Jeren Browning, Andrew Slaughter, Ross Kunz, Joshua Hansel, Bri Rolston, Katherine Wilsdon, Adam Pluth, Dillon McCardell
Nuclear Technology | Volume 208 | Number 7 | July 2022 | Pages 1089-1101
Technical Paper | doi.org/10.1080/00295450.2021.2011574
Articles are hosted by Taylor and Francis Online.
As the nuclear industry moves toward construction of microreactors and next-generation reactors, these efforts pose new challenges. A digital-twin tool will reduce costs and risk through integration of the disparate systems used in the design, construction, and operation of these reactors. Recent investments at Idaho National Laboratory (INL) in open-source digital engineering and multiphysics framework development provide a foundation from which to create and evaluate a digital twin for nuclear reactors.
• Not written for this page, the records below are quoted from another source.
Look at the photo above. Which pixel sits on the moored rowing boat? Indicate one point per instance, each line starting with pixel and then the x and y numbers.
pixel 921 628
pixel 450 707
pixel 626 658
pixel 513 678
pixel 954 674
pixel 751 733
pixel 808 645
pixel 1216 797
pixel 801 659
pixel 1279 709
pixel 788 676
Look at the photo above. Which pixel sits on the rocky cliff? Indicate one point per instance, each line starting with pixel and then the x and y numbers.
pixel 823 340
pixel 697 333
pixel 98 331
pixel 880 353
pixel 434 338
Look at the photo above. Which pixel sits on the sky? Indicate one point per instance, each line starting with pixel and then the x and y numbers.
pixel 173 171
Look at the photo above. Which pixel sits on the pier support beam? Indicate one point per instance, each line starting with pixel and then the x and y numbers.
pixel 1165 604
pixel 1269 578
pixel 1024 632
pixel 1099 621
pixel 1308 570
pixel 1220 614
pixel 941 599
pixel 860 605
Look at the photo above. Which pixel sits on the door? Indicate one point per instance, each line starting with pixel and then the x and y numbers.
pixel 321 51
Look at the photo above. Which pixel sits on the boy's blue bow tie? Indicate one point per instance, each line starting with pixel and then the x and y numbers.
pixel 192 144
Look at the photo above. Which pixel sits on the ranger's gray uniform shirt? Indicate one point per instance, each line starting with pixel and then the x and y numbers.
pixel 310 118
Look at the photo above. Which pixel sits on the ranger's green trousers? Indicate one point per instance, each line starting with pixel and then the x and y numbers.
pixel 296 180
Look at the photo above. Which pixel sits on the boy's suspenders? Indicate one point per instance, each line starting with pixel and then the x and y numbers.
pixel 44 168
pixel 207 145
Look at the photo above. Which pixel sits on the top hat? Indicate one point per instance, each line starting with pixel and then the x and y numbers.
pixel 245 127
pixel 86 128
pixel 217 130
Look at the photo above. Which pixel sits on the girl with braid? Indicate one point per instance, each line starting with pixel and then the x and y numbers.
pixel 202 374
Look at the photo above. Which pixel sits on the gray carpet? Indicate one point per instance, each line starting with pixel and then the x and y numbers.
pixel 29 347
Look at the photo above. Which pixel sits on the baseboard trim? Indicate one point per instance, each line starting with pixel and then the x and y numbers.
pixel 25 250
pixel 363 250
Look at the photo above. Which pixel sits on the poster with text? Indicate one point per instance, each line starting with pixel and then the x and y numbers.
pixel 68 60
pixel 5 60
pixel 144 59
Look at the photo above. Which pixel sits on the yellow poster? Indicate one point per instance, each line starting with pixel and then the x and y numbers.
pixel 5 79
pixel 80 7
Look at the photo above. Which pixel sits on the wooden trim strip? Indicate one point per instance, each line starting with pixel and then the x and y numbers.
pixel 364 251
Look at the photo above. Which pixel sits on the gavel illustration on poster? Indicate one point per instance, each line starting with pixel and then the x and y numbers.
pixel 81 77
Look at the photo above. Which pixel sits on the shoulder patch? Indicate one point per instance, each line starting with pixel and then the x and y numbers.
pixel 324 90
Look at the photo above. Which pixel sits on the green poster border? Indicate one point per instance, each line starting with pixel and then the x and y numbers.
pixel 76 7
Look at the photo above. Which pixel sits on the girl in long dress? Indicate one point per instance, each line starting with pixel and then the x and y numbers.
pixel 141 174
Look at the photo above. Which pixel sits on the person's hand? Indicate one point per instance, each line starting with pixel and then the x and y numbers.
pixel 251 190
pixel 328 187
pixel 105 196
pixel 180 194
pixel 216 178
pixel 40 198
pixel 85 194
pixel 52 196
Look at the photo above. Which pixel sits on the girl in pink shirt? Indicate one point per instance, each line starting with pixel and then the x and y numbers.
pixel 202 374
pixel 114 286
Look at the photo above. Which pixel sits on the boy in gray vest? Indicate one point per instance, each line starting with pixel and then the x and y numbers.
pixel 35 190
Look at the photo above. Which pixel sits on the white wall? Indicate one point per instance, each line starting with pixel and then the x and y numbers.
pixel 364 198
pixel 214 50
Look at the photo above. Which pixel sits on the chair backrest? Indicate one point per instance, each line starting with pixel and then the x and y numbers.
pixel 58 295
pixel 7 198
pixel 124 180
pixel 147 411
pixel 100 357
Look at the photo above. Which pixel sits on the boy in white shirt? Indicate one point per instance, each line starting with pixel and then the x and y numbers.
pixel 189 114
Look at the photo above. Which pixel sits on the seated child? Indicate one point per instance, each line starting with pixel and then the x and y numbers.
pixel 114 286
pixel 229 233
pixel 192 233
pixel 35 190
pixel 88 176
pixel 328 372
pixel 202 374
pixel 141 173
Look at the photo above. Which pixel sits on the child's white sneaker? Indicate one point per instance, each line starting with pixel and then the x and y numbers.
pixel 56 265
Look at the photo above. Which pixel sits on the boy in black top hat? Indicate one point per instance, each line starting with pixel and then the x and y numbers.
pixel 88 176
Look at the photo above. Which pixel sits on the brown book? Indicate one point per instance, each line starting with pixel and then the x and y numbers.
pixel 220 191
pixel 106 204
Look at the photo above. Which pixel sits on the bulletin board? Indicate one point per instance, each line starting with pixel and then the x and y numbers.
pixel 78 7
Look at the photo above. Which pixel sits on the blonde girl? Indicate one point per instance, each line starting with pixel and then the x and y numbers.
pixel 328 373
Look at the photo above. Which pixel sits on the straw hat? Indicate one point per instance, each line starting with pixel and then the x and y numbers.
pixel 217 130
This digital-twin tool will use the Single Primary Heat Pipe Extraction and Removal Emulator (SPHERE) and Microreactor AGile Non-nuclear Experimental Testbed (MAGNET) as case studies to develop a digital twin with both single and 37 heat pipe test articles. The digital twin will provide the capabilities of remote monitoring and unattended operation (autonomous control) of these systems.
A digital twin is a digital replica of an operating asset that can display data received from live sensors, update a physics model for the asset with the received data, compute predictive results of operational status with artificial intelligence (AI) to aid in optimizing asset use, and apply asset control accordingly. This twin will be developed through integration of the open-source technologies Deep Lynx (a data-warehouse technology) and the Multiphysics Object-Oriented Simulation Environment (MOOSE), physical-asset sensors, and physical-asset controls. Specifically, the general AI will successfully predict the events described as MAGNET heat pipe article test cases (such as heat pipe failure) using integrated data from the MAGNET sensors and physics-based models, including developed meta models. The integration of open-source INL software and AI assets with sensor data from a test bed will lead to a repeatable framework and guide for the creation of future digital twins. The team will also perform AI model training and experimentation to determine what models and features are most important to enable intelligent, autonomous control as well as to evaluate and determine best practices for digital-twin cybersecurity.